A collection of scripts for and information about TrAEL-seq. Last update 21 July 2020
Raw TrAEL-seq FastQ reads are expected to have the following structure:
barcode (UMI) (8bp) // PolyT // Insert
Step 1:
The script TrAELseq_preprocessing.py
removes the first 8bp (UMI) of a read and adds the sequence to the end of the readID (separated with a colon, like so::UMISEQUENCE
). The quality information is discarded. Empty spaces in the readID are replaced with _
to preserve the UMI sequence after mapping.
Step 2:
After moving the UMI sequences, the script looks for up to 3 T at the start of the sequence, and removes those. Sequences with more than 3 Ts at the 5' end are clipped a maximum of 3 TTT. This pre-processing script requires Python 3.
In its current form the script takes all FastQ files in a folder, and applies UMI as well as Poly-T handling automatically (sequentially). Usage is:
./TrAELseq_preprocessing.py
Following pre-processing, reads need to undergo adapter- and quality as per usual. A simple Trim Galore run like this should do the trick:
trim_galore file_UMIed.fastq.gz
UMI-pre-processed and adapter trimmed files were then aligned to the respective genome using Bowtie2 using local alignments (option: --local
).
Finally, alignment results files [BAM] were then de-duplicated using UmiBam. This takes the mapping position as well as the UMI sequence into account (as perfect matches only).

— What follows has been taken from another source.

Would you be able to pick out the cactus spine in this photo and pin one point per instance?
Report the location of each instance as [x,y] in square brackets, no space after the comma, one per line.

A new eccDNA-seq protocol attempting to introduce UMIs produces reads with the following structure:
barcode (UMI) (8bp) // T // Insert
Processing by eccDNAseq_preprocessing.py
removes the 8bp UMI, writes the sequence in the readIDs and removes the next base which should be a T in 100% of cases.
This is a basic script for displaying read count quantification from TrAEL-seq over specified regions of the genome. As input it uses an annotated probe report exported from Seqmonk following quantification of reads (truncated to 1bp) using running windows of any size. Running this whole script should output a pdf file for a specified sample.
This is a basic script for calculating and displaying RFD (replication fork directionality) from TrAEL-seq over specified regions of the genome. As input it uses annotated probe reports from Seqmonk containing forward and reverse read counts (truncated to 1bp) for running windows of any size. Two types of plot can be output (separated by dashed lines in the script) - red and blue dot plots for individual samples, and line plots for multiple samples.